That is freakin' funny!In light of ObamaPhone lady- what exactly is an ObamaPhone? Here's some research discoveries:
"Our researchers have compiled the following list of features that distinguish the free ObamaPhone from a regular cell phone:
-It automatically rejects calls from people with a different opinion.
-Every time you take a picture, it produces a grimmer image of America.
-It doesn't have a plan; it just keeps telling you how bad the other guy's plan is.
-When it crashes, it blames your previous phone.
-All 3 AM calls go directly to voicemail.
-It has a really useless app called "Biden."

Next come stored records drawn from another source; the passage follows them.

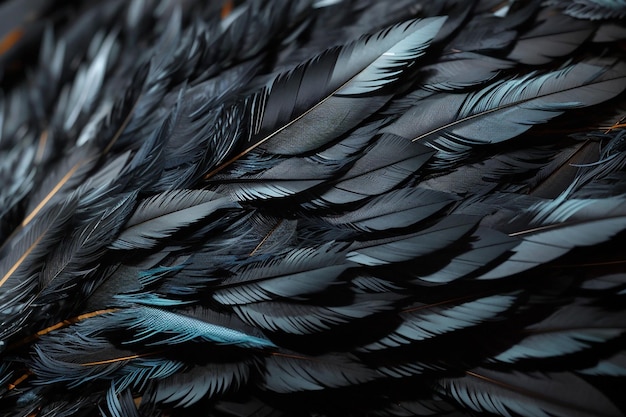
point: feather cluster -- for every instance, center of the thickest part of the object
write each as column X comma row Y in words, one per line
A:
column 312, row 208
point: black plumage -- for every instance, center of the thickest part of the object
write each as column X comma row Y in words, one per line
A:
column 312, row 208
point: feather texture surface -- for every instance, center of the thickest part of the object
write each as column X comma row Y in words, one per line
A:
column 313, row 208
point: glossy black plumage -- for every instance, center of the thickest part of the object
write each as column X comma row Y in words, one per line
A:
column 312, row 208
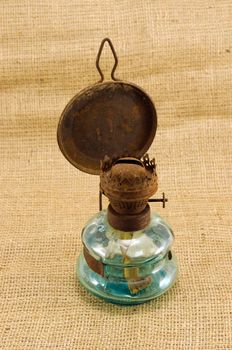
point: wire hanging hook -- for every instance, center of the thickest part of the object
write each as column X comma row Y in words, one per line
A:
column 98, row 59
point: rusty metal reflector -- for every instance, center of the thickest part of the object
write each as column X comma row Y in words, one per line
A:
column 112, row 118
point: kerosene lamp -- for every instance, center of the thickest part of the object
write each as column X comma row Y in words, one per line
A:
column 106, row 130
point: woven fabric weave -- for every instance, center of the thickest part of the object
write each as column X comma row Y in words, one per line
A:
column 180, row 52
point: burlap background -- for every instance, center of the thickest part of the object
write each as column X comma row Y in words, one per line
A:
column 181, row 53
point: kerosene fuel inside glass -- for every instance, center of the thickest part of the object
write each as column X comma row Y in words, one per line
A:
column 137, row 266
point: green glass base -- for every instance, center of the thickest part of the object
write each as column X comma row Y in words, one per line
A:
column 156, row 278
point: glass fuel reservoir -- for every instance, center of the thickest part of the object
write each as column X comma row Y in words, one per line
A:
column 106, row 130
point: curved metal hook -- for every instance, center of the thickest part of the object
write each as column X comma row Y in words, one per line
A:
column 98, row 59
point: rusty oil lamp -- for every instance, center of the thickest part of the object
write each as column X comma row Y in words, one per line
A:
column 106, row 130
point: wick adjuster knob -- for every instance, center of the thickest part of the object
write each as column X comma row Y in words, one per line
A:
column 162, row 200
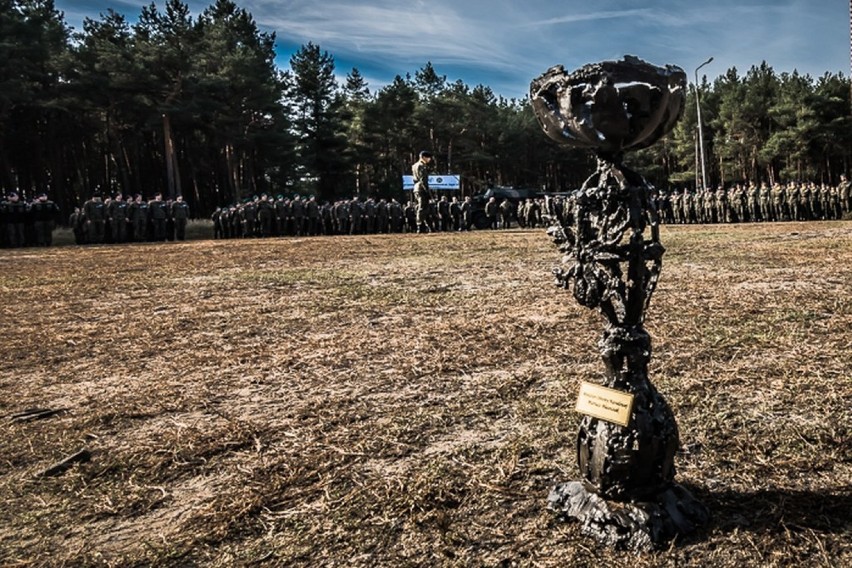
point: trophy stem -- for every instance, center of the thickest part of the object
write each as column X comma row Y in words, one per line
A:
column 627, row 497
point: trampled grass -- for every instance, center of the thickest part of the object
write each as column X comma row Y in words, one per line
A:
column 408, row 400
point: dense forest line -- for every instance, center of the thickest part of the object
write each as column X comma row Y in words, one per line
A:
column 195, row 105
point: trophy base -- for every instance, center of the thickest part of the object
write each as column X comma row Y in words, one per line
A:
column 638, row 526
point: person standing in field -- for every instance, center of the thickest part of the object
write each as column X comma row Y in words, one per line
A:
column 180, row 214
column 422, row 196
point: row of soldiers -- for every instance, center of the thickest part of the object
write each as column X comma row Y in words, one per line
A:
column 24, row 223
column 527, row 213
column 752, row 203
column 263, row 216
column 119, row 220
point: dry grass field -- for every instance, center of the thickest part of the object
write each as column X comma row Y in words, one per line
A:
column 405, row 400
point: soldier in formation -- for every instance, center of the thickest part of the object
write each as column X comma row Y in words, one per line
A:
column 25, row 223
column 752, row 203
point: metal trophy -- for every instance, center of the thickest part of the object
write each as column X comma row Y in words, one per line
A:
column 609, row 232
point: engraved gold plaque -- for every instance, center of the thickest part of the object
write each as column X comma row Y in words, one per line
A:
column 605, row 403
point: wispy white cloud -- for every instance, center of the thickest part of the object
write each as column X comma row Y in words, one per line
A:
column 401, row 31
column 504, row 44
column 589, row 17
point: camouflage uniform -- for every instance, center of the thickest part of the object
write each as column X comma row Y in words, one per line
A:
column 117, row 215
column 180, row 214
column 45, row 213
column 422, row 195
column 94, row 214
column 158, row 215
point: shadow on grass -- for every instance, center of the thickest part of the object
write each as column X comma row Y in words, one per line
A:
column 779, row 510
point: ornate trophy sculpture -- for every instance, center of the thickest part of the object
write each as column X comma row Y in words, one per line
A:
column 628, row 436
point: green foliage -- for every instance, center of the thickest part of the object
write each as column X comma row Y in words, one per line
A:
column 195, row 105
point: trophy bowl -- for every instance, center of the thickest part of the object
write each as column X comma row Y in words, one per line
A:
column 611, row 106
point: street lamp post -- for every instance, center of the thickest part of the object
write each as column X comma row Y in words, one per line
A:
column 700, row 128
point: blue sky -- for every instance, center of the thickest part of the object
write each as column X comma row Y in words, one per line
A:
column 505, row 44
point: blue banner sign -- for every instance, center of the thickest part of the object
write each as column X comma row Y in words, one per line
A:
column 445, row 182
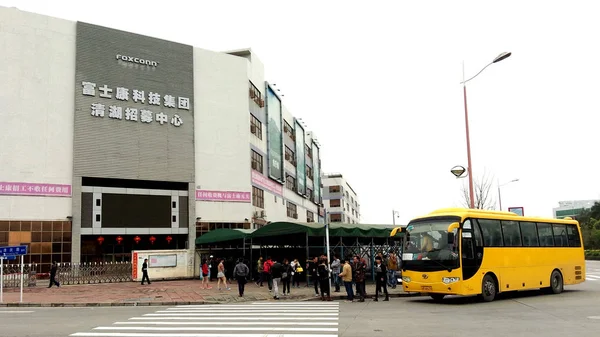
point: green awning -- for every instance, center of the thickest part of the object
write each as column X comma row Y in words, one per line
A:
column 223, row 234
column 318, row 229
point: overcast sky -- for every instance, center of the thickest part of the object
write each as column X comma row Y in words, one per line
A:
column 378, row 83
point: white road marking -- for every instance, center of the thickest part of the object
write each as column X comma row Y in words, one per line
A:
column 263, row 328
column 135, row 334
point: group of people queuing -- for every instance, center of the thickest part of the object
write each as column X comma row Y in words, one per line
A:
column 351, row 273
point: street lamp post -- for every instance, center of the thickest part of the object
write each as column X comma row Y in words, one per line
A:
column 498, row 58
column 499, row 194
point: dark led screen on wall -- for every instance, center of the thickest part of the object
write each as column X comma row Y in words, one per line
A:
column 136, row 211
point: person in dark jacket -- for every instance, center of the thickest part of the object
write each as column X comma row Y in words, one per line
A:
column 323, row 270
column 276, row 273
column 380, row 279
column 240, row 273
column 53, row 270
column 145, row 272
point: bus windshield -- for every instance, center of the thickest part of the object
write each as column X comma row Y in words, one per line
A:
column 426, row 246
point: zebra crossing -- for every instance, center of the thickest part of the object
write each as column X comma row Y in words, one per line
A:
column 258, row 319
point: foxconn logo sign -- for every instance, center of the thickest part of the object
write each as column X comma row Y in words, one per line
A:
column 137, row 60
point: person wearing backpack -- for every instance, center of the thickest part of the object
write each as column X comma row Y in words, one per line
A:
column 240, row 272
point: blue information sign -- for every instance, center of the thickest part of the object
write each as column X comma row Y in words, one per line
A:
column 13, row 251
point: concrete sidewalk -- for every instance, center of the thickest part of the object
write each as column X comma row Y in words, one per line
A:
column 181, row 292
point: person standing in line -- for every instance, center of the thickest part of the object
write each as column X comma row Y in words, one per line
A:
column 324, row 280
column 313, row 267
column 276, row 273
column 205, row 275
column 221, row 276
column 346, row 276
column 259, row 270
column 267, row 272
column 335, row 270
column 145, row 272
column 286, row 276
column 380, row 279
column 53, row 270
column 392, row 267
column 360, row 273
column 240, row 272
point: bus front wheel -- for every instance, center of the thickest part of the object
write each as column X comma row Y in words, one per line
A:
column 556, row 282
column 488, row 288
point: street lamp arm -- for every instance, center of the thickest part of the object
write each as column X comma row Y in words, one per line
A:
column 464, row 82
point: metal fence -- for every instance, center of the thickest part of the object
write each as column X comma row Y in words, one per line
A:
column 69, row 273
column 12, row 275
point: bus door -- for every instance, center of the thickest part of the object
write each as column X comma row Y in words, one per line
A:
column 470, row 261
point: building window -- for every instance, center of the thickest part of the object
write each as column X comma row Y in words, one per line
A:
column 256, row 161
column 309, row 194
column 335, row 217
column 310, row 216
column 290, row 182
column 335, row 189
column 309, row 172
column 308, row 150
column 288, row 130
column 255, row 95
column 255, row 126
column 292, row 210
column 258, row 197
column 290, row 156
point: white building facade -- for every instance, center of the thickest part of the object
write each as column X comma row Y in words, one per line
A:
column 113, row 142
column 340, row 199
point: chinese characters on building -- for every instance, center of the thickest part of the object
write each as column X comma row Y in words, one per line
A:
column 114, row 111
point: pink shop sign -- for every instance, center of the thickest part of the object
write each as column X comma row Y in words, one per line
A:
column 232, row 196
column 266, row 183
column 49, row 190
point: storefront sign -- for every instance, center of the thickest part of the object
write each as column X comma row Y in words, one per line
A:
column 266, row 183
column 99, row 109
column 232, row 196
column 50, row 190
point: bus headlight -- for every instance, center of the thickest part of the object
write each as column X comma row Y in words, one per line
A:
column 448, row 280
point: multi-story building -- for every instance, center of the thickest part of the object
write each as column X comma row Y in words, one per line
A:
column 340, row 200
column 572, row 208
column 113, row 141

-Pairing it with another device sucks all the energy out of the other unit.
-Type in "job search" and it gives you directions to the welfare office.
-The navigation feature covers all 57 States.
-The default ringtone for international calls is "I'm sorry, so sorry, please accept my apology."
-The healthcare app downloads and installs itself without your permission.
-When you make a call, a teleprompter pops up to help you speak.
Restaurant reviews are all written by Michelle Obama.
-There are never any winners on Angry Birds.
-Instagram takes two months to process a photo and you have to fill out 3 PDFs to do so.
-Paypal app is replaced with ReceivePal app.
-You can't find "Jerusalem" on Google maps.
-It turns all your Facebook friends into enemies and all your enemies into friends.
-Don't want to work? There's an app for that, too.
-It automatically bows down to phones made by foreign companies."
-When you watch a YouTube video, a US ambassador gets killed.
-When you dial "home", it calls Kenya.